Fans get to the game early so expect a long line when the gates open one hour before game. Fans walk through a metal detector; tables are provided to place bags for the security folks to check that no dangerous items are brought into the facility.
The steps up and down the portals are steeper than other venues so be careful if climbing or descending if more than normal step heights might be an issue.
Be aware, the concourse and the restrooms are very crowded before the game, between periods, and immediately after the game ends.
Return on Investment 3
Sharks tickets are expensive and the organization uses dynamic pricing (prices are based on market demand). I looked at their website and one seat was open in the second level for $58. OK, I thought, I can purchase that at the venue when I arrive and reduce the online ordering service fees. I checked the same seat two weeks later, it was up to $75. Not happy.

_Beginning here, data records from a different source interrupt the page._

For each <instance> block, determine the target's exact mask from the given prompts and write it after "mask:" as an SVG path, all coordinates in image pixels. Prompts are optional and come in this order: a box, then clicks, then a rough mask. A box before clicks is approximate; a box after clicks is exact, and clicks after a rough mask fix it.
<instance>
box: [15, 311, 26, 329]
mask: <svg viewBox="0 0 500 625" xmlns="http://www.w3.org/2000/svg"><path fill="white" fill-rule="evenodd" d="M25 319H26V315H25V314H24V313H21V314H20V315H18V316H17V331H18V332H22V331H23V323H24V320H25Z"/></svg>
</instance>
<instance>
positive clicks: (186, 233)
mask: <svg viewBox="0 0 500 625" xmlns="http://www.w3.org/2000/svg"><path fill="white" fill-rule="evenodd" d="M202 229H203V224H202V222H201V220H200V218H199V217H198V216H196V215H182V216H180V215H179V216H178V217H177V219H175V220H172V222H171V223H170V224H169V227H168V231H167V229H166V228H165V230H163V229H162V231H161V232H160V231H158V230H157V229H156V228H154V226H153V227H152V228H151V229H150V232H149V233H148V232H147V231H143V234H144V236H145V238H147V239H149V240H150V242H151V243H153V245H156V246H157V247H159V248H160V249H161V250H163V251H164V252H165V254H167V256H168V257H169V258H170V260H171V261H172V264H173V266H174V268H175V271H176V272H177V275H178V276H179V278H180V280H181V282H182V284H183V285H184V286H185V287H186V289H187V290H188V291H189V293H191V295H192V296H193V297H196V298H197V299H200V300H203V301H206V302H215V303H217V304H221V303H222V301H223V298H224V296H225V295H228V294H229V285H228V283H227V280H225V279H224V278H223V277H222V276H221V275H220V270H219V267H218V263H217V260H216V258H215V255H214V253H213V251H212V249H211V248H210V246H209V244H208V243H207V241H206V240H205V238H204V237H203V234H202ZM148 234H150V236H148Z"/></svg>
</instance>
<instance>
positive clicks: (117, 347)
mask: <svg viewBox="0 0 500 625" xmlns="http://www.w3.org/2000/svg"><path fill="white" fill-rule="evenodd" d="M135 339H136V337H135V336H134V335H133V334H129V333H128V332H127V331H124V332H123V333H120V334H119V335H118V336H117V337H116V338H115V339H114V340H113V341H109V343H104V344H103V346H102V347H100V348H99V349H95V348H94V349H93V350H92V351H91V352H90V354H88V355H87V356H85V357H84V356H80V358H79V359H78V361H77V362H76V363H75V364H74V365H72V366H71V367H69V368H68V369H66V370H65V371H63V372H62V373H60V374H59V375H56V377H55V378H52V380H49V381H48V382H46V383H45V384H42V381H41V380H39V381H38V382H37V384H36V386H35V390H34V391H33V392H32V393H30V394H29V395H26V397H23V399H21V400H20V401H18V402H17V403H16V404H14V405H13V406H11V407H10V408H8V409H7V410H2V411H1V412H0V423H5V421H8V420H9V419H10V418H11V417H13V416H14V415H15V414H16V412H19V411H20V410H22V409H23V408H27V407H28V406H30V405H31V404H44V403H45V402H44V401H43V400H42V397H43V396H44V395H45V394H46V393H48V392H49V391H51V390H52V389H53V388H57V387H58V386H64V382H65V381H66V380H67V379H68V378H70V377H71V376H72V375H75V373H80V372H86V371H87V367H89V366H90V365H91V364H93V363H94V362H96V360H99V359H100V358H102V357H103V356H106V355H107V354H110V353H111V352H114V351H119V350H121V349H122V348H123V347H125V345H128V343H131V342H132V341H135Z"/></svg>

<Beginning the 2016 season, the Sharks organization decided pocket schedules would not be offered. I was told I have to download “the app” to get that information. This is a huge disappointment as pocket schedules make great souvenirs and just holding one in your hand helps visualize and plan additional games to attend and it helps remember the game attended.
Food and drink prices are high as well. Public transportation can reduce the cost of parking.
However, attending a Sharks game is an extremely entertaining, high-energy, fan-participative event and is worth several visits.
Doubleheaders – kudos to a venue who provides sports travelers the ability to see ‘multiple sporting events’ over a weekend.
Organ music – often overlooked but having the sound of an organ is reminiscent of earlier times of hockey.
Downtown – San Jose has a nice downtown area and the SAP Center is in the midst of that area so making a trip to the venue also allows a fan to check out the city easily.
If you haven’t yet been, I recommend attending a Sharks game. If you haven’t been in a while, it may be time to revisit. If I lived in the area, I’d most certainly be a Sharks fan.